On a related note, there are other *per-transaction* costs of such bogus on-line "test" transactions mentioned in the article that many people aren't aware of, such as:

* Gateway fees
* Authorization fees
* AVS / CVV2 surcharges
* Settlement fees

These are IN ADDITION to the discount fees (ie. ~3% or so) of the dollar amount of sales.

Even if later the transaction is voided / refunded, the merchant typically still pays the above per-transaction fees regardless.

And even worse, depending on the merchant processor, the discount fees may not be refunded either; upon refund it may even be charged again! Doing "auth-only" and hand verifying sales before submitting the batch can help mitigate such refund costs, but is often labor intensive.

One nasty scenerio for an on-line merchant is a carder running thousands of card "tests" on their small business / charity website ... the per-transaction auth fees alone can easily run into many hundreds, or even thousands of dollars.

Large merchants have more favorable merchant agreements / absorb such costs with no problems; often have advanced fraud screening in place to throttle such extraneous transactions. The small merchants, such as charities, are those who really suffer from such card "tests".

Ron

Re:

[funkyloki]

Be aware that it is not force they use. They don't call the merchant and say "return the money or else." What a CC company does is automatically reverse the charge against the merchant. They take all the money back even though some of the money made by the merchant goes to the merchant operations (the company who provides the ability to accept credit cards from customers in the first place). Then on top of that, they also charge the merchant a fee for the return (anywhere between $12 and $35 depending o

Re:

[holt]

Most customers do not mind this, and some are actually glad we do it. The ones who get angry and walk out are usually using a frauded card.

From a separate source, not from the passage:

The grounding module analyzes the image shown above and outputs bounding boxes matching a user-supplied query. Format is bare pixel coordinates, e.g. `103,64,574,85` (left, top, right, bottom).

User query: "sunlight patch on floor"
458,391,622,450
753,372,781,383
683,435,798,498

I'm not the type that will get upset with the person at the till if they ask for ID for a credit card transaction (actually, I'll either avoid that merchant in the future or make sure I have the cash to cover the transaction before entering the store, just because of the inconvenience), but how do you know that the angry ones are using fraudulent cards? Do you hav

Re:

[funkyloki]

It was just an assumption that the ones who won't show me an ID are the frauded cards. Probably a poor assumption, but 90% of my customers do not mind showing me an ID to validate their credit card. Just like ones who are writing a check don't mind either. But, you would actually avoid a merchant who is only looking out for their best interest (as well as yours, in effect to prevent someone from fraudulently using your card) by asking for an ID when using a credit card? A little inconvenience can go a lo

Re:

[holt]

Well, it's one of those things where if I have two stores right next to one another, no cash, and I'm in a hurry, I'll pick the one where I don't have to show ID just so I don't have to dig it out of my wallet. About the only time I have to use my ID these days is when a new guy starts working at the liquor store where I buy beer (they have an excellent selection and good prices, so I almost always go there unless I have a good reason not too), and they don't recognize me (and they're being extra careful).

Future headline:

[Tatisimo]

Red Cross Busted in Credit Card Stealing Scheme. Hundreds of non-profit hospitals around the world close due to lack of funding.

Seen this happen...

[Dekortage]

I've set up and managed online donation systems for various charities, and see this happen all the time. Most of the time, the donor doesn't bother asking for a request, although they may inquire about it. Requiring the CVV2 code [wikipedia.org] (the extra 3 digits on the back of Visa/MC or the extra four digits for AmEx) really does make a difference for fraud prevention: our logs show people attempting to use the same credit card number with wildly different CVV2 codes, failing time after time. They're just guessing and eventually give up.

Re:

[ghoul]

3 digits are a thousand codes. Say each website allows turns before freezing. Just trying out 200 charities will give them the cvv2. we need public key encryption

Re:

[SpottedKuh]

3 digits are a thousand codes [...] we need public key encryption

"Sir, could you please read me the 768-character hexadecimal public key printed on the back of your credit card? ... Yes, sir, the one in the really tiny font."

Re:

[D-Cypell]

The CV2 code is known only to the cardholder and the issuing bank. To validate a code the the details must be sent to the issuing back for validation. Issuers will block the card after a certain number of failed transactions on the card, so it is not quite as easy as just trying it over and over until you get it right.

Re:

[ozbird]

The CV2 code is known only to the cardholder and the issuing bank.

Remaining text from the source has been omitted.